Avec l’arrivée des islamo-conservateurs au pouvoir en 2002, les écoles coraniques pour filles ont essaimé. Sabiha Çimen a pu pénétrer ce monde très fermé. Un reportage récompensé du World Press Photo en 2020.
Entre deux cours de religion, des jeunes filles en tenue islamique jouent à la marelle, chantent, échangent des confidences et font du manège. Des moments de détente bien nécessaires face à la lourde responsabilité qui leur incombe. Scolarisées loin de leurs familles dans des internats coraniques, ces jeunes Turques ont entrepris d’apprendre par cœur et de réciter les 6 236 versets en arabe du Coran, dont elles ambitionnent de devenir les « gardiennes » (hafiz). Agées de 8 à 17 ans, elles vont consacrer trois ou quatre années de leur vie pour atteindre cet objectif.
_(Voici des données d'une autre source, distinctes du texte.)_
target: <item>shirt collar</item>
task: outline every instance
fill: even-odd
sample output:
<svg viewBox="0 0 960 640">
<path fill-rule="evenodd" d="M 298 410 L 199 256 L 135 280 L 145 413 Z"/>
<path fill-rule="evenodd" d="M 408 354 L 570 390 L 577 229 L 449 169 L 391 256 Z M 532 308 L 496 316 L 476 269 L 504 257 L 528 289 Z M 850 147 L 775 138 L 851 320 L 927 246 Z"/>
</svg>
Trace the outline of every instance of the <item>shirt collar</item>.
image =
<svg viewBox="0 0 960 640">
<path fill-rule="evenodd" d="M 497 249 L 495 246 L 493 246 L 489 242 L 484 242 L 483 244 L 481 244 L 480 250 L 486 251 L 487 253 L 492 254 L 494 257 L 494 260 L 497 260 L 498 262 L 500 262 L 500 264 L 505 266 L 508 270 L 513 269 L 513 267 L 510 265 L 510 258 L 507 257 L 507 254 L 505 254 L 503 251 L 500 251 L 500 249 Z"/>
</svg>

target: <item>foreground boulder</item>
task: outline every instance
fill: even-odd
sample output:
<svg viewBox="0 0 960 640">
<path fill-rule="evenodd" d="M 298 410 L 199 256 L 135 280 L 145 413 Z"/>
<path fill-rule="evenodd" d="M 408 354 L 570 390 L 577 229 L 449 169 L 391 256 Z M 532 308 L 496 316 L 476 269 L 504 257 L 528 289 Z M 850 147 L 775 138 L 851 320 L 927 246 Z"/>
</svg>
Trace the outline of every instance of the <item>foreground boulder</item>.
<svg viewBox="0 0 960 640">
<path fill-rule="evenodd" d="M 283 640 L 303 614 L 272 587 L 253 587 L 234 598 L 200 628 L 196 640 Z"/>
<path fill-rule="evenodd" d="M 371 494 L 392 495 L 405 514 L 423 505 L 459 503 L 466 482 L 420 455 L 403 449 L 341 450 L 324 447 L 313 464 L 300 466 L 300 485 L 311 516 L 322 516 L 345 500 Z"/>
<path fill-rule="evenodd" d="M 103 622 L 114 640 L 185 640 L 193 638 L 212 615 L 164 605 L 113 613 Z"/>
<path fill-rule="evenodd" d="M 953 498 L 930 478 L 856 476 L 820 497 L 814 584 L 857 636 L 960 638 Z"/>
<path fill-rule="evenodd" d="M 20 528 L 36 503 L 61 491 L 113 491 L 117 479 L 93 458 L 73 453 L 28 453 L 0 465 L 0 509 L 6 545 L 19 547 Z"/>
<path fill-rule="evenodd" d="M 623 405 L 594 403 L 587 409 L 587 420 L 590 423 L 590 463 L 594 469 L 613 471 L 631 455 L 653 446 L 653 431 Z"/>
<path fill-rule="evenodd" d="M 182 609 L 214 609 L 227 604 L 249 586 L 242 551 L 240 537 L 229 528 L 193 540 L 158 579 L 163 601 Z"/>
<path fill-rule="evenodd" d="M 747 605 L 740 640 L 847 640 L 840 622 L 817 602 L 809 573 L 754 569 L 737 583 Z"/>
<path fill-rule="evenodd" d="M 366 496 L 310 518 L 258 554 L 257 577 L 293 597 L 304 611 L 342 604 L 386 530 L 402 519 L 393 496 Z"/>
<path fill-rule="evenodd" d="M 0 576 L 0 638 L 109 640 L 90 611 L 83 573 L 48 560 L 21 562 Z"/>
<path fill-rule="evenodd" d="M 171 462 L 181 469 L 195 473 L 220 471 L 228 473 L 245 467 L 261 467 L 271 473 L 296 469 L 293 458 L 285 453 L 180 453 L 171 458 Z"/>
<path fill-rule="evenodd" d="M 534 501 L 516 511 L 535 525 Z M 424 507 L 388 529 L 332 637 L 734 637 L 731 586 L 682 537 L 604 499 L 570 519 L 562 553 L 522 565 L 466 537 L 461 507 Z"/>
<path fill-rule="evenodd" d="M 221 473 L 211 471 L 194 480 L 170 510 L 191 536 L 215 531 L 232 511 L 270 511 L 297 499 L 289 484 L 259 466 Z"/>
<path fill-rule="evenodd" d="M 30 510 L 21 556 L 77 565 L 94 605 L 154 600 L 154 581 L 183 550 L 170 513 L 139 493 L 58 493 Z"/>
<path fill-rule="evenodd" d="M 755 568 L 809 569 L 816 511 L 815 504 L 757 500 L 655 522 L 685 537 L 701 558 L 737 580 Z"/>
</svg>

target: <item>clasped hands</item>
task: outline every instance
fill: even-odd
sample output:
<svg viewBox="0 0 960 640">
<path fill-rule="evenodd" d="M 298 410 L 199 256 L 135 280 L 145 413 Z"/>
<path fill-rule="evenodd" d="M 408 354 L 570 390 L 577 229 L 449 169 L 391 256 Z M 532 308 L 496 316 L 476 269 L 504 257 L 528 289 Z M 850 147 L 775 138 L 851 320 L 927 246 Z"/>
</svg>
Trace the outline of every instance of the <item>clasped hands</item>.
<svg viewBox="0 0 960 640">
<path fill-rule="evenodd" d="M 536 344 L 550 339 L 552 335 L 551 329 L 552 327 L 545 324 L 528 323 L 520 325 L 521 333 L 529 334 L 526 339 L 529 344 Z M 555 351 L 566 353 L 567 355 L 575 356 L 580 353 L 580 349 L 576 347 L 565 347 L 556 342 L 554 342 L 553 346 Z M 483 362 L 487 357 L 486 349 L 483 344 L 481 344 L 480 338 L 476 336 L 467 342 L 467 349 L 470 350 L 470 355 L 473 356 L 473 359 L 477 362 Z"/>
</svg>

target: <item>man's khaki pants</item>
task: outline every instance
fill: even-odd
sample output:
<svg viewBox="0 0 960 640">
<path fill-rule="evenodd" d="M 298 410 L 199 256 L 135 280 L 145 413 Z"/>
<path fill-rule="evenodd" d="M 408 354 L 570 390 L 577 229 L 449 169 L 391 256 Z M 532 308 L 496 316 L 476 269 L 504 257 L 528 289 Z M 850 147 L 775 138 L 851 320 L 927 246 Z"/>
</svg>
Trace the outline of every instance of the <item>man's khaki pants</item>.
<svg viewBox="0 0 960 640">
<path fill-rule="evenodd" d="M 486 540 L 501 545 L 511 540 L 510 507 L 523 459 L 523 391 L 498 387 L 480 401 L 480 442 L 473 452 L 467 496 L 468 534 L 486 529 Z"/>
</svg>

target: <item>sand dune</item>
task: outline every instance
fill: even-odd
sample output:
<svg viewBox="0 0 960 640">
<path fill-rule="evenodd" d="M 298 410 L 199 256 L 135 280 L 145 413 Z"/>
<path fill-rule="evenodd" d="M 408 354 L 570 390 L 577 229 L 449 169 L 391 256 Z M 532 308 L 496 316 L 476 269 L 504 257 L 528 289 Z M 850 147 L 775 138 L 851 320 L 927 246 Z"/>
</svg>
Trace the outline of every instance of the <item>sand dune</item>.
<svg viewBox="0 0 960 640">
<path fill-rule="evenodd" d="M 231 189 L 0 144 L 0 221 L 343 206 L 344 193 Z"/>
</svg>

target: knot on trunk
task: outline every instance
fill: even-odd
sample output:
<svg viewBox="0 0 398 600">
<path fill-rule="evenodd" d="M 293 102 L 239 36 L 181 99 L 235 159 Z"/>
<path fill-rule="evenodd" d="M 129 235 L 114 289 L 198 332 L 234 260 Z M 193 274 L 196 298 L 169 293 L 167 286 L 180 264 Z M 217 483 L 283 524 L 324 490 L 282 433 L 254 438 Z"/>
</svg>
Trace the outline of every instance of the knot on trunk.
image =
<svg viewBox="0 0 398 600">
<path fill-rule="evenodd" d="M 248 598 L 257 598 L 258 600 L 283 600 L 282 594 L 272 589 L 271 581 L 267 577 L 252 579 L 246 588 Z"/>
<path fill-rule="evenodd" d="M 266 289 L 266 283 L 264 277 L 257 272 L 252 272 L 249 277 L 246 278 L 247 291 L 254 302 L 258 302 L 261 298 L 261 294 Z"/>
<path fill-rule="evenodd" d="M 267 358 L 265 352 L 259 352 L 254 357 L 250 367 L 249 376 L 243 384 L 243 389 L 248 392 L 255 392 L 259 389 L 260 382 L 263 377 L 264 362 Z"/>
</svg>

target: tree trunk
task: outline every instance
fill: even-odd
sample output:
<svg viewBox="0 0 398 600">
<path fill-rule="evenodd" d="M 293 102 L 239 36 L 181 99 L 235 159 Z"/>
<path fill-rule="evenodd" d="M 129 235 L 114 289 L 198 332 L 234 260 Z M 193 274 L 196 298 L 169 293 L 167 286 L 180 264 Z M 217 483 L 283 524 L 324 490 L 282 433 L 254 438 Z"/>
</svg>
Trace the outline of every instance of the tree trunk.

Répétition, mémorisation, psalmodies vont occuper l’essentiel de leurs journées, depuis 5 heures du matin, pour la première prière, jusqu’à 21 heures. « Un exercice qui demande discipline, dévotion et concentration », explique Sabiha Çimen, qui a saisi les images des futures « gardiennes » du Coran pendant leurs loisirs. Les internats qu’elle a visités, dans cinq villes d’Anatolie, ne se laissent pas facilement pénétrer par les photographes. Mais Sabiha Çimen, 35 ans, y a ses entrées.
Emotion lors de l’examen final
Les internats coraniques pour filles n’ont pas de secrets pour cette native d’Istanbul. « Quand j’avais 12 ans, j’ai étudié pendant trois ans dans une école coranique avec ma sœur jumelle, raconte-t-elle. C’est un cercle étroit, un milieu que je connais bien, car mes sœurs aînées aussi sont des hafiz. » En montrant « les moments de rêves et de hardiesse » de ces jeunes élèves, leur complicité, la photographe espère contribuer à mieux faire connaître la culture islamique, « souvent mal comprise dans les pays occidentaux ».